Well, got news for you – it doesn’t.  Certainly in relation to the tragedy in Galway,  the law is fine.  I’m not sure whether this nonsense about needing legislation is driven by a covert agenda for lifestyle abortion or whether it’s down to sheer ignorance about what constitutes ‘Irish law’.  I suspect the latter.  You get the distinct impression that many non-lawyers in Ireland are under a bizarre misapprehension that Irish law is comprised of a hierarchy of legal sources, with acts of parliament at the top of the hierarchy.  As far as I can work out, people are either daft, or have a hidden agenda – or genuinely hold to an erroneous idea that a mere judicial pronouncement, no matter how unambiguous and now matter how relevant, is somehow ‘defective’ until it has been reflected or repeated in legislation.  Of course, this latter attitude chimes with the instinctive statist mindset in Ireland – we look to the state to sort out all our problems.  Whereas I consider that a state that bankrupted itself in needlessly appeasing foreign bankers is often the primary source of many of our problems, and the less input they have on anything, the better.

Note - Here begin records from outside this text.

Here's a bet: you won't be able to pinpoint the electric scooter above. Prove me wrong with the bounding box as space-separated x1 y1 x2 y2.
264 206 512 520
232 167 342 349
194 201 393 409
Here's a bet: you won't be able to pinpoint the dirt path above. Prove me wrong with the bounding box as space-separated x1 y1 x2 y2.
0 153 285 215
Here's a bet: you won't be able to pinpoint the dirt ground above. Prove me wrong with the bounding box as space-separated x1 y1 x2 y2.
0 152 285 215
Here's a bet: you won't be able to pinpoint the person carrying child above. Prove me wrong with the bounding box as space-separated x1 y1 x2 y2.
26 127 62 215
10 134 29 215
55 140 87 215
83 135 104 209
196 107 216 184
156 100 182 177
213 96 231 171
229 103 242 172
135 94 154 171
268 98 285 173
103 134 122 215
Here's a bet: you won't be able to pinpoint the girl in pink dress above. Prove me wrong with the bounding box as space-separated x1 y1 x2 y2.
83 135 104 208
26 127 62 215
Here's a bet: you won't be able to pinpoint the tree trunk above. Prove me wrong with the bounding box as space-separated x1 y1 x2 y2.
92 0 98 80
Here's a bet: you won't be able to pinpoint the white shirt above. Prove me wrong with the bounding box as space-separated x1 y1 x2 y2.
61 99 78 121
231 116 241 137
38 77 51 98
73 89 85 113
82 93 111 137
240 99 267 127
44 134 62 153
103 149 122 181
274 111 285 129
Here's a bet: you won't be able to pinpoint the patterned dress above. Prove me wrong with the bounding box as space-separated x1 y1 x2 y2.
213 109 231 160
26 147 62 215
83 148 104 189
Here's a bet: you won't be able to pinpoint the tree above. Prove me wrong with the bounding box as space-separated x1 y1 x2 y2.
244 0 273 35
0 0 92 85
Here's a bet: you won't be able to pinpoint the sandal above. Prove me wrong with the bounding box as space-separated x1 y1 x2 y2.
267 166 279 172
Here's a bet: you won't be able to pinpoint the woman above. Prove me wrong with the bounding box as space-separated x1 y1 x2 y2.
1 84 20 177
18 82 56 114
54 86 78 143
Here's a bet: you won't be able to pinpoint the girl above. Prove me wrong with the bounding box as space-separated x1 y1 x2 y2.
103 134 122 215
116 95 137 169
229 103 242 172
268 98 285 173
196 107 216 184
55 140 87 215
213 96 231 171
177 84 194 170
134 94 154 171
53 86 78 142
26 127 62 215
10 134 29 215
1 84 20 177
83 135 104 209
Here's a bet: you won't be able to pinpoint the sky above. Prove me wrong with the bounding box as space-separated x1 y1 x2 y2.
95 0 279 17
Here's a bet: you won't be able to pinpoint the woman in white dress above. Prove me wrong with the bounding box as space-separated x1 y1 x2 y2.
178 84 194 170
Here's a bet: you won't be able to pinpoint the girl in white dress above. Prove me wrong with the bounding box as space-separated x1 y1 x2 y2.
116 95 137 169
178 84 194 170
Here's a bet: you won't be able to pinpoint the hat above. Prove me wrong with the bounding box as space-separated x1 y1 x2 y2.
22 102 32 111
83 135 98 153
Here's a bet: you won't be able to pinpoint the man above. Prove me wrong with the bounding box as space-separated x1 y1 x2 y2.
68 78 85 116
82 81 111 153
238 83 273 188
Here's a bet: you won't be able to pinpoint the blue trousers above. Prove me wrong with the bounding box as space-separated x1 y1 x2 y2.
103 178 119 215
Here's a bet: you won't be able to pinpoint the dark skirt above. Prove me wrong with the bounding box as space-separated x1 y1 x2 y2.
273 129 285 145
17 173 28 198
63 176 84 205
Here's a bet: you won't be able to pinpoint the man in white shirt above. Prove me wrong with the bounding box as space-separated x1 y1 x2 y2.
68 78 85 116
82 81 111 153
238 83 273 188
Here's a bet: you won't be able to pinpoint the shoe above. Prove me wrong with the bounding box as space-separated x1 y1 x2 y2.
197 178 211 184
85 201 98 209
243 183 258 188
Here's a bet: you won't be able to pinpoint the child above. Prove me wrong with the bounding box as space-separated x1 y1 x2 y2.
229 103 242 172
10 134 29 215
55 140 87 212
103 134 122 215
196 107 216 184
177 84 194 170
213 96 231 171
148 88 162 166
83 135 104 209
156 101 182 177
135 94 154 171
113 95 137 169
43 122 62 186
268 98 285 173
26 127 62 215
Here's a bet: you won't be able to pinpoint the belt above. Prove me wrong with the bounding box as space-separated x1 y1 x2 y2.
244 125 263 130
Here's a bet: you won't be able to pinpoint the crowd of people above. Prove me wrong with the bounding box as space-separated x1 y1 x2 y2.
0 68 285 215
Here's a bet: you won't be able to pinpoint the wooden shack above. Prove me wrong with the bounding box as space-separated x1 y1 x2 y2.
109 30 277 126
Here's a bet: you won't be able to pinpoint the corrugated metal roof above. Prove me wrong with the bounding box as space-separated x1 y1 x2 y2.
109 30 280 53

For the record, and since this seems to have been forgotten, Ireland is a common law country.  Do I need to spell out what this means?  This means (read slowly now folks) that ‘case law, i.e., judgments of the Courts deriving from actions that may have involved citizens, are binding law of the land, every bit as much as any statute’.  Gosh!  Really?  Who’da thunk it? 

Stare decisis, the principle that similar cases should be decided according to consistent principled rules so that they will reach similar results, lies at the heart of all common law systems.  This seems to have been forgotten in the lemming rush to assert that all Ireland need do is ‘pass new laws’.

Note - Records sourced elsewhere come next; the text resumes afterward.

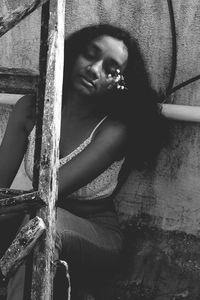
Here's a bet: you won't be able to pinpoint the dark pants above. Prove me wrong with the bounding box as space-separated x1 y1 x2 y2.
7 208 123 300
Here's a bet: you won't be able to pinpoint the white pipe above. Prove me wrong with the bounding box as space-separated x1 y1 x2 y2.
0 94 200 122
161 104 200 122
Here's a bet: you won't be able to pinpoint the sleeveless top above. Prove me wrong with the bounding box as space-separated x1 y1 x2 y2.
24 117 124 200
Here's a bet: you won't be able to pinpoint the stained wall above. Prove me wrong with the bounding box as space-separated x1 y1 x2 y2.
0 0 200 235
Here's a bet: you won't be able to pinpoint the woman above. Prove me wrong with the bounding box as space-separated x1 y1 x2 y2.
0 25 162 299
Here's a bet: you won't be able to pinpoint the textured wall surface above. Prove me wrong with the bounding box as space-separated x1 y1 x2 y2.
0 0 200 235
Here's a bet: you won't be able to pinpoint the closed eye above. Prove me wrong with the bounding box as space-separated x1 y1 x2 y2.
82 45 100 59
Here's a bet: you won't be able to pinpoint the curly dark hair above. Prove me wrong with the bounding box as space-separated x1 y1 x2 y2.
63 24 166 172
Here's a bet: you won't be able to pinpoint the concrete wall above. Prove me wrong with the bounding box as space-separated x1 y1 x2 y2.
0 0 200 235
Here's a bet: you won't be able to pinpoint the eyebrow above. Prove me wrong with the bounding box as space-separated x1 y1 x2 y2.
89 41 122 68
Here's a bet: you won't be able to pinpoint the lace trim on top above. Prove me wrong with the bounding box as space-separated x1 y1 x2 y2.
25 117 124 200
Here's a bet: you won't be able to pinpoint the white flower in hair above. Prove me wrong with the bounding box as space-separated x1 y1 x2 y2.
108 69 128 90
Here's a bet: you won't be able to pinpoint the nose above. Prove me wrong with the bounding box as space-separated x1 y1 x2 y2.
88 61 102 80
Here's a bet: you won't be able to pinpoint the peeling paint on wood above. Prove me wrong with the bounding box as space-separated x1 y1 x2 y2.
0 189 45 217
0 0 48 37
31 0 65 300
0 68 38 94
0 217 45 277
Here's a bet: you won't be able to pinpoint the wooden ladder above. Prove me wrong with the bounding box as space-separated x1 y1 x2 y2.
0 0 66 300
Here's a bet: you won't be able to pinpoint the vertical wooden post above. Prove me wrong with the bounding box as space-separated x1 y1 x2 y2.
31 0 65 300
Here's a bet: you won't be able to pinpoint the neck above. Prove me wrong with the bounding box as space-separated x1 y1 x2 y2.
63 91 103 119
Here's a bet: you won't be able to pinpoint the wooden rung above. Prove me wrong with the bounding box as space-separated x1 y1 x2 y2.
0 67 39 94
0 188 33 199
0 0 48 37
0 189 46 215
0 216 46 277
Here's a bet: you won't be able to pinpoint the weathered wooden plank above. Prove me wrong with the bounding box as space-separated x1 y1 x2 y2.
0 192 45 216
0 0 48 37
0 67 39 94
0 217 45 277
31 0 65 300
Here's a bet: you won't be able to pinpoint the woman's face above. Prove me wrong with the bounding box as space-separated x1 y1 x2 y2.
71 35 128 96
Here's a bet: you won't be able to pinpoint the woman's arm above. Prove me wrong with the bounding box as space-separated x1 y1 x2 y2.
0 95 35 188
58 121 127 198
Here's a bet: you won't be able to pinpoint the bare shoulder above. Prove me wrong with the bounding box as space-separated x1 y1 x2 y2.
93 118 128 159
11 95 35 133
95 118 127 140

As any first year law student will tell you, a good decision by the higher courts in any common law country is miles better than any act of parliament.  Acts of parliament (which are political creatures, pushed by semi-literate, populist politicians and written in the main by legally inexperienced civil servants) often need to be explained and rationalised by senior judges. 

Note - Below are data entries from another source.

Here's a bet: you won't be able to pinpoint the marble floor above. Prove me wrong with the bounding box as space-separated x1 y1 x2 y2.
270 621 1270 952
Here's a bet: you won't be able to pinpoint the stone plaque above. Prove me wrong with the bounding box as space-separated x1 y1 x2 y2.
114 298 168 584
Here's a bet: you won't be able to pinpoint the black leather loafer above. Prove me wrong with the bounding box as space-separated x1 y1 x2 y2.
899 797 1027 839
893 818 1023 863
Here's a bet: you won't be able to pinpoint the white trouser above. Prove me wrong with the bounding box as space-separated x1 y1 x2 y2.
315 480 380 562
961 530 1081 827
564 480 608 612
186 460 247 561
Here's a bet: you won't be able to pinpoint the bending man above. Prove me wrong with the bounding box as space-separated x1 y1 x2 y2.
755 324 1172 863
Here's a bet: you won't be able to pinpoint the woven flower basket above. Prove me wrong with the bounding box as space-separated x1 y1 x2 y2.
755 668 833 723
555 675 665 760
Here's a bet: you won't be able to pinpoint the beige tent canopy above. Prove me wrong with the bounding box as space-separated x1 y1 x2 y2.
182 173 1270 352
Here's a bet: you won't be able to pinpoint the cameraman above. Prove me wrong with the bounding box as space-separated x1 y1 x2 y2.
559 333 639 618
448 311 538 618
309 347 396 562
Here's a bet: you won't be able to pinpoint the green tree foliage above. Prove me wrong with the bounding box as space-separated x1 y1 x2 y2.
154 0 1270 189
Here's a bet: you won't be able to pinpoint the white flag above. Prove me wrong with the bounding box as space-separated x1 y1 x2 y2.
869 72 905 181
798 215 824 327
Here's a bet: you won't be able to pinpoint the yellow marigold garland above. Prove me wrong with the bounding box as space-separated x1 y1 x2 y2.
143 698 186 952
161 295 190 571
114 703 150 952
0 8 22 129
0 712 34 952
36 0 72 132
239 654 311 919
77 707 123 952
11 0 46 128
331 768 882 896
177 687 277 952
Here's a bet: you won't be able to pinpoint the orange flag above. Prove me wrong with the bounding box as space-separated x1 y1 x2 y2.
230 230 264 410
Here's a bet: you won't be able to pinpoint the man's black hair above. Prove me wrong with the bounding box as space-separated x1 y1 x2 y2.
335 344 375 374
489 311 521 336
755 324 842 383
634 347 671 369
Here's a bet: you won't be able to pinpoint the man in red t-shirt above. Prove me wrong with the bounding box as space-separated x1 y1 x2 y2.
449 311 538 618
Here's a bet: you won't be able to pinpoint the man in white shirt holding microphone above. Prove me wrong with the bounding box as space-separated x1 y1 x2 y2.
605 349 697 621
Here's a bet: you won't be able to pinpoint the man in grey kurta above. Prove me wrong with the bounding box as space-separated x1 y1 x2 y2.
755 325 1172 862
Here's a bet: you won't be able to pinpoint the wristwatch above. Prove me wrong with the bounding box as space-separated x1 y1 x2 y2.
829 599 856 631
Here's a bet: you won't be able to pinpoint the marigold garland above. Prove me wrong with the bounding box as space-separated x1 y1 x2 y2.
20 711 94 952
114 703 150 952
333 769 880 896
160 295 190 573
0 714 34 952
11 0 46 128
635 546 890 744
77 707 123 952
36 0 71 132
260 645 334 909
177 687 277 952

Case law is law – it’s disturbing in a democracy that this seems to have been forgotten – or that it never was understood in the first place.  So much for the Irish education system teaching people about their own constitution and law making process.  As the above extract should make clear, the law in this area is very clear already. It may be that the surgeons concerned were as legally ignorant as most of the commentators. In any event, the idea that they were ‘afraid to act’ because the ‘law was unclear’ is wrong-headed – or a cop-out.

The redress and the remedy here is one of possible medical negligence.  Banging on about Irish law being defective in this area is misinformed bandwagon jumping by people with a vested interest in
attributing the seeming failings of an individual hospital / medical team to the entire country and / or using this possible negligence by an individual hospital as a conveniently-emotive excuse to usher in lifestyle abortion; but the uninformed media narrative has already bolted.

It’s a straightforward issue – Irish law covers the situation adequately.  No fresh legislation is needed in this case.  When half the country is calling for legislation that, on any objective consideration of the existing law, simply is not needed, one may conclude, that such people are misinformed, dumb or cynical.  Take your pick.  If we had half a collective brain, a tragedy such as Galway should be causing us to look afresh at our austerity policies, at our shabby and under-funded hospitals and at our run-down health care system, and at our spineless appeasement of foreign bankers.  What we do instead?  Clamour for more domestic legislation.  As a collective non sequitur response, this takes some beating.